When yield is used in finance, this spatial aspect of the concept is often lost. Consider the Wikipedia definition of yield:
In finance, the yield on a security is the amount of cash (in percentage terms) that returns to the owners of the security, in the form of
interest or dividends received from it.
The financial use of the term yield refers to productivity in the form of interest and dividends, but disavows any connection to how much space is used to do it. I think we should have a concept of productivity that takes into account the amount of space used and yield usefully serves that purpose. In finance, the term yield can be equated to other terms such as ROI and IRR so does not serve as much of a purpose.
The yield of a system is often tied to how many functions we stack within a given physical area. Consider a bike stand I built yesterday for a couple of bikes that I own. One bike did not come with a kickstand and
my son broke the kickstand on the other one so I've been precariously leaning bikes against the garage as an alternative. The idea gestated in me that I could use a garbage bin I built a few months back as the base for my bicycle stands and this is what I came up with.

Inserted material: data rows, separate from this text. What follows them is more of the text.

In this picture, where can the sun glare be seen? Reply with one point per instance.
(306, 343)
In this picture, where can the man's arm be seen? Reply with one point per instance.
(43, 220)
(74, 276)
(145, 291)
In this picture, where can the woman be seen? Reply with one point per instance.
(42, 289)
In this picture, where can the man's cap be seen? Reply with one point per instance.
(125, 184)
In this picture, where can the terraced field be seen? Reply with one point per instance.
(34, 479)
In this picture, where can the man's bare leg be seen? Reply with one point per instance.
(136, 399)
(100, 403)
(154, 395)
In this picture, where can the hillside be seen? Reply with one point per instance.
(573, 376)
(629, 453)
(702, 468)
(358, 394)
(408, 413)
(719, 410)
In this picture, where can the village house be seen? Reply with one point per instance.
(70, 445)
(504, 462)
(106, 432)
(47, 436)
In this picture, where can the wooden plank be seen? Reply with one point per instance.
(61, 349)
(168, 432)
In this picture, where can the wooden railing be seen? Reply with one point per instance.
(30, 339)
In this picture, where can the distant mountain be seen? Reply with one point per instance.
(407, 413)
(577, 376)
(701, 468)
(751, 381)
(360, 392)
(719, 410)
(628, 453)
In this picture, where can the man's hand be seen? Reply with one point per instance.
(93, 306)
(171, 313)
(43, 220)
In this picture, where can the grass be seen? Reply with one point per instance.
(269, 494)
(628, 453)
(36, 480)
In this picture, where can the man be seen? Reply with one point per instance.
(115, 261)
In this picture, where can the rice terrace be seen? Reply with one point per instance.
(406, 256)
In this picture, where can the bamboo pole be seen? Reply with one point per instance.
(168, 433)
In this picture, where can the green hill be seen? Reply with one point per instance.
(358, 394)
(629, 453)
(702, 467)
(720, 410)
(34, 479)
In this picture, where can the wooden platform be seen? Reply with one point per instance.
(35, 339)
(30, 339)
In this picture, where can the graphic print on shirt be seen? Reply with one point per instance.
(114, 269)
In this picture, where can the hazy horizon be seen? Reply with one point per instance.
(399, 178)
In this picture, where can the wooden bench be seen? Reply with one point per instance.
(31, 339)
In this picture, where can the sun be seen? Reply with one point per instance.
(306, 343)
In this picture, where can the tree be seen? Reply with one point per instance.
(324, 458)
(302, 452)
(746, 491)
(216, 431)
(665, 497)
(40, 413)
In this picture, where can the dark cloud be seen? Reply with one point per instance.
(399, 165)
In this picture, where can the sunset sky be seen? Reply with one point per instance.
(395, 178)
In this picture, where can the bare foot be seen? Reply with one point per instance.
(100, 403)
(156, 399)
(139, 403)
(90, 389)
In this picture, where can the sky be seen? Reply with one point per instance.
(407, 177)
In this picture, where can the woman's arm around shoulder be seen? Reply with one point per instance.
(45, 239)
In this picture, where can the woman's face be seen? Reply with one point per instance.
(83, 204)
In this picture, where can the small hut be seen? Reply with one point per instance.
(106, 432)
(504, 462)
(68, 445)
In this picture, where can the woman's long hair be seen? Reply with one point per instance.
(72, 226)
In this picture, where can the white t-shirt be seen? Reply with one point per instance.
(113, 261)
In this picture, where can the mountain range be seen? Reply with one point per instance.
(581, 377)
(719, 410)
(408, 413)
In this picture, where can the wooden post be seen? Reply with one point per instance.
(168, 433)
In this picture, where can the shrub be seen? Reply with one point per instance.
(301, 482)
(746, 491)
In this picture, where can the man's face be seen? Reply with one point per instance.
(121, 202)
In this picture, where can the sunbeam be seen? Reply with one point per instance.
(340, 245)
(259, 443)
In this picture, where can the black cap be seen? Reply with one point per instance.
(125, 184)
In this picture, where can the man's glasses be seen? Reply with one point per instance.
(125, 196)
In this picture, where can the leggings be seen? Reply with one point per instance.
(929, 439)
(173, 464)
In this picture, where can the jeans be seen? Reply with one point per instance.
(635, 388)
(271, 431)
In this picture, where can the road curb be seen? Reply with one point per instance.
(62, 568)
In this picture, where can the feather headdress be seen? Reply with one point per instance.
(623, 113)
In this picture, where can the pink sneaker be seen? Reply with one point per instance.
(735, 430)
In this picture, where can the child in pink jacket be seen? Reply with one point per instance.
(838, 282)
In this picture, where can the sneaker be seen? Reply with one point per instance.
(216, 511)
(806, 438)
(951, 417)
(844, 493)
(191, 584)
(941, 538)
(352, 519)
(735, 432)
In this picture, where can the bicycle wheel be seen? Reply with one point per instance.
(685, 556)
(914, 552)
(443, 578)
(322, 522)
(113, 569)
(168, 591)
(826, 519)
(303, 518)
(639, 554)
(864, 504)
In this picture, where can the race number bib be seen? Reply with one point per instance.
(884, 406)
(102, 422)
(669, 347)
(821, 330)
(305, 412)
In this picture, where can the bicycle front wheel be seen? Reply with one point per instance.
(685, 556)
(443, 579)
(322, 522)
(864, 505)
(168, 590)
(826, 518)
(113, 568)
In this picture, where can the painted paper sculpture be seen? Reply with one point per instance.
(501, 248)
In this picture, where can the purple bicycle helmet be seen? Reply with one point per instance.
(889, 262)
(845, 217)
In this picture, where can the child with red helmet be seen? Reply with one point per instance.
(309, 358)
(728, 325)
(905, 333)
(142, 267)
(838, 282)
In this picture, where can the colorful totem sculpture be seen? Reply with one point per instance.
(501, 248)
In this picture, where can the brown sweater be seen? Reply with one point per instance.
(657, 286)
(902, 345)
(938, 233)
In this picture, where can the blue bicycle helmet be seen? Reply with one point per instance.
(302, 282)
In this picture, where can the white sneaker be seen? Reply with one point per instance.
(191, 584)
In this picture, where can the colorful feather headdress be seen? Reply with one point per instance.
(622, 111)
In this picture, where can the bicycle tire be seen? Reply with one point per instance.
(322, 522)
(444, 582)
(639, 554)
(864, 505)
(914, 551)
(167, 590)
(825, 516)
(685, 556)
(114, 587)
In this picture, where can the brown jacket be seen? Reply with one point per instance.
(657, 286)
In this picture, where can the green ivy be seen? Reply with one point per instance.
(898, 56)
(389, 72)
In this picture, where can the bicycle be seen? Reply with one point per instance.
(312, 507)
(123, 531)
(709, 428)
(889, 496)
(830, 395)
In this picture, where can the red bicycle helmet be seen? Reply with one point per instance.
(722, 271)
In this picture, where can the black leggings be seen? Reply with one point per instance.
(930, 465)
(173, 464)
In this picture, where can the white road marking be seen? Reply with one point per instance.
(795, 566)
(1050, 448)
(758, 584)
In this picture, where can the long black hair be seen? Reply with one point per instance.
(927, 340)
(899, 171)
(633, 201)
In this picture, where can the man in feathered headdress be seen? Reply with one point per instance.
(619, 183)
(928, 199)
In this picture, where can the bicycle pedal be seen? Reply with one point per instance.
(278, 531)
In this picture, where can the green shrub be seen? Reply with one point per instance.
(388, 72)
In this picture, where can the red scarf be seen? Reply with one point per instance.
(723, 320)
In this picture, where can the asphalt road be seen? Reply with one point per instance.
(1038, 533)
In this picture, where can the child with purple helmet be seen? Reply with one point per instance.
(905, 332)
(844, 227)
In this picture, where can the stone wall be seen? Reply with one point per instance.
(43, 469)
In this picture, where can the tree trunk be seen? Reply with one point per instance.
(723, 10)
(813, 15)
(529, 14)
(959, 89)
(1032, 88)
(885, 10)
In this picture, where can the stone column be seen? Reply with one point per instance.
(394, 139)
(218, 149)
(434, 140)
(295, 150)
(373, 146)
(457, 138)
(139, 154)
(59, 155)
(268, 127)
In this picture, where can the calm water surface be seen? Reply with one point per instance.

I made the stands from the last of some left over pieces of 2x6 lumber (sawed down the middle) from my cold frame project. I didn't have much for input costs other than my time. It was simple in design because I wanted it that way and because I didn't have much scrap lumber on hand. The space occupied by the garbage bin and around it now has an increased yield. It still offers garbage services but in addition it now offers bikestand services. Functional properties of the garbage bin were utilized, the fact that it was made of wood and heavy, to integrate the bike stand into the garbage bin. We are able to stack functions when the output or properties of one element can be the input to another element of the design.
All bricks and mortar businesses should be concerned with yield. How much revenue is the business making per square foot and how does that compare to similar businesses and other businesses in general. The storage business can be quite profitable when looked at through the lens of relative yield and the seemingly ever increasing need to deal with the amount of stuff people don't have the space for.
If a farmer grows alot of crop but it takes alot of inputs to produce that crop then that farmer's yield can be less than a farmer who produced less crop on comparable acreage but who had fewer input costs. The calculation of yield should take into account input costs. So if you want to increase the yield of a store by investing X amount, that should be justified by the increase in business activity relative to the investment. Yield isn't just about increasing business activity for the sake of business activity, but doing so in a way that increases yield, aka the profit, of the enterprise.
A book that has recently come onto my radar that may be relevant to the discussion of high yielding systems is a book called Compact Farms (2017) by Tyler Volk.